Roemer s'aperçut que le phénomène correspondait à un cycle s'étendant sur un période d'une année et, surtout, que ce cycle correspondait à l'éloignement et au rapprochement de la Terre par rapport à Jupiter. Le moment où Io était le plus en retard correspondait exactement au moment où la Terre était le plus éloignée de Jupiter. Et inversement, lorsque Io était le plus en avance, cela correspondait au moment où la Terre était le plus près de Jupiter.Roemer en vint à la seule conclusion qui s'imposait : la lumière prenait un certain temps à parcourir la distance entre la Terre et Jupiter... Cette découverte sera une révolution parmi les savants, puisqu'on croyait jusque-là que la lumière se propageait instantanément.
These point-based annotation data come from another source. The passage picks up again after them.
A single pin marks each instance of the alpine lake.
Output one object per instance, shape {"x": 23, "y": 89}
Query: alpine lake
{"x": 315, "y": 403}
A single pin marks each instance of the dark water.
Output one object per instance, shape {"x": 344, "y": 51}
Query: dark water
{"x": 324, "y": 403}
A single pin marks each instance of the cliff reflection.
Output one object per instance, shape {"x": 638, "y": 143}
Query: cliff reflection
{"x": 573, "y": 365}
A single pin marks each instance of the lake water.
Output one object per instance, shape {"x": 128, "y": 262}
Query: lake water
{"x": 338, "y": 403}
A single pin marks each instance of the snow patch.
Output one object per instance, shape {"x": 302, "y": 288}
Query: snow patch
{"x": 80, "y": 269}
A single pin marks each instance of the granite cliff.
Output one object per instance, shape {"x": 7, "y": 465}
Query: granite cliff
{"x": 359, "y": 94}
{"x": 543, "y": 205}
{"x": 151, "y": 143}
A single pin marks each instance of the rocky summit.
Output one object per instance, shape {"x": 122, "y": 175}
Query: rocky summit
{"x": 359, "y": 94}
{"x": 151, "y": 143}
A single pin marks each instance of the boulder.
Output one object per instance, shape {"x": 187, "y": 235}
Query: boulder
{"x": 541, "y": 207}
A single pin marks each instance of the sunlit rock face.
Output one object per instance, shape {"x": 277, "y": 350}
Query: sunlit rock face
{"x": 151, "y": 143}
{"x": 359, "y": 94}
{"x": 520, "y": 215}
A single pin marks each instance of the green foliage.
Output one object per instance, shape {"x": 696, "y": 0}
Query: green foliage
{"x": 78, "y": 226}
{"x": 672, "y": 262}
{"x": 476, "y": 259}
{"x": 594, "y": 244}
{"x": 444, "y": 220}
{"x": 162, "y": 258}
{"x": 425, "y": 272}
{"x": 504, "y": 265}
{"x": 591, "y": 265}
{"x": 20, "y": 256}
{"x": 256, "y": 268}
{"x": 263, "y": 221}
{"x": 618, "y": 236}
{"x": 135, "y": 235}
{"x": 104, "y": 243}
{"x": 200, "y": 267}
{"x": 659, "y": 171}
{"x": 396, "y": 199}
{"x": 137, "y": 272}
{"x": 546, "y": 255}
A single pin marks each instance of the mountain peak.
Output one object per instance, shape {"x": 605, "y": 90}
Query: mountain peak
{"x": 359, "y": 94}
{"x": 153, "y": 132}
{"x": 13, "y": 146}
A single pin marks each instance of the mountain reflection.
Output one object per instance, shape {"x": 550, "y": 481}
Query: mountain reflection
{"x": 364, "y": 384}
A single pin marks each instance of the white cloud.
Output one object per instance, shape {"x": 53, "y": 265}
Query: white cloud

Roemer estima la vitesse de la lumière à environ 350 000 km/s – une estimation pas très éloignée de la véritable valeur de 299 792 km/s. Et ce n'est pas vraiment pas si mal, si on considère les instruments de l'époque.
Ainsi, en septembre 1676, Römer annonce à l'Académie que l'éclipse du satellite Io de Jupiter, prévue pour le 9 novembre suivant, se produira avec exactement dix minutes de retard, ce qui fut confirmé par les observations. Plus précisément, Picard a noté une observation du satellite Io de Jupiter faite à Paris le 9 novembre 1676 à 5 heures 37 minutes 49 secondes, soit 10 minutes plus tard que ce que donnaient les Tables de Cassini.
Dans son mémoire, Römer démontre que la propagation de la lumière n'est pas instantanée mais bien finie. S´il fallut attendre 1728, et la détection par Bradley de l´aberration des fixes, pour que la découverte de Römer soit universellement reconnue, celle-ci n´en bénéficia pas moins d´un grand retentissement, pour la gloire de son auteur comme pour celle de l´Observatoire, alors à peine achevé.